AG to conclude arguments in sugar case today

Published June 20, 2020
Attorney General Khalid Jawed Khan assured the court that the proceeding against the sugar mills would be fair and impartial. — APP/File
Attorney General Khalid Jawed Khan assured the court that the proceeding against the sugar mills would be fair and impartial. — APP/File

ISLAMABAD: Attorney General Khalid Jawed Khan is likely to conclude his arguments on Saturday (today) on the petitions filed by the sugar industry against the inquiry commission report that accused the sugar mills of cartelisation and misuse of public money that led to massive price hike of the commodity.

During the course of the hearing on Friday, a counsel for the sugar mills argued before the Islamabad High Court (IHC) that the government had notified six-member inquiry commission, but the report was signed by seven members. The counsel said it was still a mystery how an additional member from the Inter-Services Intelli­gence (ISI) was added to the commission.

The court heard the counsel for the Pakistan Sugar Mills Association (PSMA) and sugar mills owned by Jahangir Khan Tareen, his son Ali Khan Tareen, brother of federal minister Khusro Bakhtiar, Salman Shahbaz and others and asked the AG to conclude arguments by Saturday (today).

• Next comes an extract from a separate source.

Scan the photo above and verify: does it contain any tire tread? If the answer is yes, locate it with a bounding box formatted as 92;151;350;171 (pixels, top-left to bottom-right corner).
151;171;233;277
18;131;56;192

The petitions filed by sugarcane farmers before the IHC were disposed of on Friday, with Chief Justice Athar Minallah directing the petitioners to take up their grievances with the provincial government.

During the hearing, Justice Minallah also extended the restraining order till Saturday against inquiry commission recommendations, which included registration of the criminal cases against the sugar mill owners over shortage and price hike of the commodity.

Millers’ counsel wonders how ISI official was made part of probe commission

Justice Minallah remarked that as the institutions that would proceed against sugar mills were already part of the inquiry commission, they had made up their mind and how they could remain impartial in further proceeding.

The AG, however, assured the court that the proceeding against the sugar mills would be fair and impartial. He explained that the representatives of the Federal Board of Revenue (FBR) Securities and Exchange Commission of Pakistan (SECP) and Federal Investigation Agency (FIA) were part of the commission because of their expertise in probing the financial crimes.

Makhdoom Ali Khan, the counsel for the petitioners, argued before the court that the inquiry commission prepared the report in order to please the government. The government through media trial of the sugar industry had created such an environment in which fair trial was not possible, he said.

He said the prime minister and his aides had already been calling the sugar mill owners ‘mafia’ and all the exercise against the industry was ‘discriminatory’ and ‘biased’.

IHC Chief Justice Athar Minallah on June 16 granted stay against the recommendation of the inquiry commission on sugar scam that urged registration of criminal cases against sugar mill owners with the condition that they would supply the commodity to common man at the rate of Rs70 per kg.

According to the sugar commission’s report, Pakistan exported more than four million tonnes of sugar over the past five years and more than Rs29 billion had been given to sugar mills in terms of export subsidy. “Exporting sugar with subsidy means that we are exporting at international rates which are lower than the cost of production claimed by sugar mills and the differential cost is being paid from the taxpayers’ hard-earned money,” the report said.

The commission, headed by FIA Director General Wajid Zia, which was formed to probe the sugar crisis, observed that during 2017-18, a subsidy of Rs10.7 per kilo was granted by the Economic Coordination Committee (ECC) of the cabinet only for export of two million tonnes of sugar (Sindh was granted additional subsidy of more than Rs4bn). According to the report, a decrease of Re1 per kg of subsidy meant the saving of more than Rs2bn. Even if observations of the finance division were to be ignored and only adjustments of Rs5.10 per kg considered, this would have saved more than Rs10bn. As the major export subsidy was availed after January 2018, timely intervention could have saved billions of rupees for the national exchequer, it observed.

According to the petition, the scope of the report “exceeds to the constitutional mandate and limitations of a Federal Commission of Inquiry constituted under the 2017 Act, as it trespasses into matters within the exclusive legislative and executive domains of the provinces.”

It claimed that at the relevant time, the federal government and the government of Punjab decided that it was in the best interest of the country that sugar export be allowed and encouraged through grant of subsidy to earn foreign exchange. The sugar manufacturers were at various times obligated to charge extra sales tax over and above the normal rate of sales tax for sales or unregistered persons and to deposit the same in the government treasury, which they fully complied with, it said.

The petition said this was done because of “lack of understanding of its members as regard to normal transactions that take place in the markets for all commodities. Forward contracts are the norms not only in the national and international markets for sugar but in the markets for all tradable agriculture commodities and minerals including petroleum and natural gas”.